LO que no tiene sentido en nuestros días es que llevemos los asuntos colectivos y complejos a las máximas simplificaciones, presentando las posiciones binarias extremas de bueno o malo, independencia o sumisión, de democracia o dictadura, o de global o local, como únicas alternativas. Calificar el nacionalismo de veneno por la autoridad europea, como hemos leído hace unos días, es tan absurdo como calificar al centralismo europeo como el origen de todos los males que nos aquejan. Estas posturas binarias no nos aportan nada positivo sino que, al contrario, avivan los indeseados conflictos en las relaciones personales y grupales, afectando negativamente a las imprescindibles relaciones de cooperación y de reciprocidad inherentes a cualquier proceso de unión de intereses.

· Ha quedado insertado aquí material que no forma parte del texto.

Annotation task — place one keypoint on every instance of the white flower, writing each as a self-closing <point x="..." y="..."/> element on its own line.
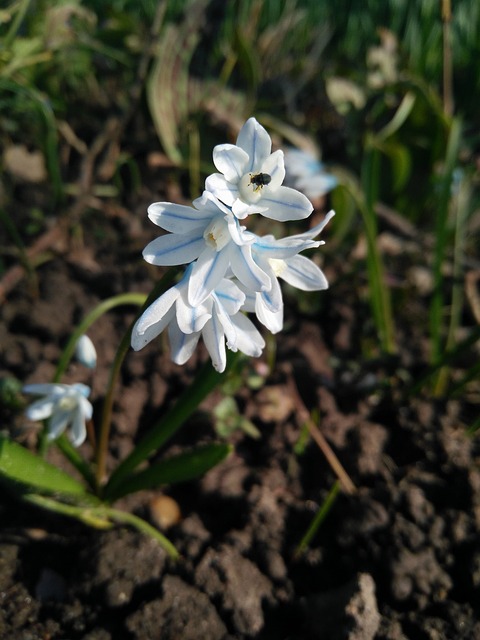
<point x="210" y="234"/>
<point x="250" y="178"/>
<point x="64" y="405"/>
<point x="280" y="259"/>
<point x="217" y="319"/>
<point x="305" y="172"/>
<point x="85" y="352"/>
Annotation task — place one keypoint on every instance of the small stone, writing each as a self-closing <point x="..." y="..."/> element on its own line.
<point x="165" y="511"/>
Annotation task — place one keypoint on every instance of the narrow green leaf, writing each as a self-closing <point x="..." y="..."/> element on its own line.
<point x="19" y="465"/>
<point x="206" y="380"/>
<point x="180" y="468"/>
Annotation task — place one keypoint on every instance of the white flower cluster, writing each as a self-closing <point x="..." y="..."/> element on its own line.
<point x="231" y="271"/>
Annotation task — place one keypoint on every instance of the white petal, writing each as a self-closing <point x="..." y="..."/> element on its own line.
<point x="85" y="352"/>
<point x="275" y="167"/>
<point x="178" y="218"/>
<point x="214" y="339"/>
<point x="265" y="249"/>
<point x="86" y="408"/>
<point x="44" y="389"/>
<point x="286" y="204"/>
<point x="172" y="249"/>
<point x="316" y="230"/>
<point x="247" y="270"/>
<point x="209" y="203"/>
<point x="272" y="320"/>
<point x="58" y="422"/>
<point x="154" y="319"/>
<point x="256" y="142"/>
<point x="40" y="409"/>
<point x="141" y="339"/>
<point x="250" y="300"/>
<point x="207" y="272"/>
<point x="230" y="296"/>
<point x="223" y="190"/>
<point x="231" y="161"/>
<point x="182" y="345"/>
<point x="227" y="326"/>
<point x="249" y="339"/>
<point x="238" y="233"/>
<point x="304" y="274"/>
<point x="273" y="298"/>
<point x="78" y="432"/>
<point x="190" y="319"/>
<point x="242" y="209"/>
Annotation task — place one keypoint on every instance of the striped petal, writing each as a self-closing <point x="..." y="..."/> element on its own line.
<point x="206" y="274"/>
<point x="178" y="218"/>
<point x="302" y="273"/>
<point x="256" y="142"/>
<point x="247" y="270"/>
<point x="225" y="191"/>
<point x="286" y="204"/>
<point x="231" y="161"/>
<point x="214" y="339"/>
<point x="171" y="249"/>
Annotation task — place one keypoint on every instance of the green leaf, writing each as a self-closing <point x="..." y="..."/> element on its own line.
<point x="21" y="466"/>
<point x="186" y="466"/>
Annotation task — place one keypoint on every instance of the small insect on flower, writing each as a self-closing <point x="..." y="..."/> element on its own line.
<point x="260" y="180"/>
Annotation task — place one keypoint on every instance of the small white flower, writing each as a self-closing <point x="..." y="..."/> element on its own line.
<point x="85" y="352"/>
<point x="210" y="234"/>
<point x="217" y="319"/>
<point x="64" y="405"/>
<point x="280" y="259"/>
<point x="305" y="172"/>
<point x="251" y="177"/>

No hay unión si no es entre distintos, ya que los iguales están unidos de manera muy natural; se asocian para defender sus intereses. Y lo hacen con más fuerza aún si les proporcionamos relatos en los que sus problemas se deben a otros grupos distintos, que responden también agrupados por motivos defensivos. Todos sabemos que los animales sociales -y en particular los mamíferos- recurren a la defensa del territorio (recursos) y la jerarquía (castas), para administrar el poder y ordenar los comportamientos internos y externos de los grupos. Pero los humanos hemos superado estas pautas primitivas cuando hemos abordado la declaración de derechos universales, la separación de poderes y las normas legales, situando al individuo como igual en derechos a sabiendas de que los individuos son muy distintos entre sí en capacidades y aspiraciones.

Volver a los planteamientos binarios, en cualquier disciplina, es pensar viejo, es caminar marcha atrás, es volver a posiciones imposibles a efectos prácticos, y es renunciar y negar el camino que se abre en la necesaria complementariedad y reciprocidad con el distinto. Reconocer en lo distinto valores y capacidades que nos faltan y que nos son útiles es el único camino para salir de la descalificación entre distintos. Todo ello se construye desde un mejor conocimiento del otro y del reconocimiento de sus capacidades. También Paracelso, en este sentido, nos recordaba que “quien no conoce nada, no ama nada. Quien no puede hacer nada, no comprende nada. Quien nada comprende, nada vale. Pero quien comprende también ama, observa, ve... Cuanto mayor es el conocimiento inherente a una cosa, más grande es el amor... Quien cree que todas las frutas maduran al mismo tiempo que las frutillas nada sabe acerca de las uvas”.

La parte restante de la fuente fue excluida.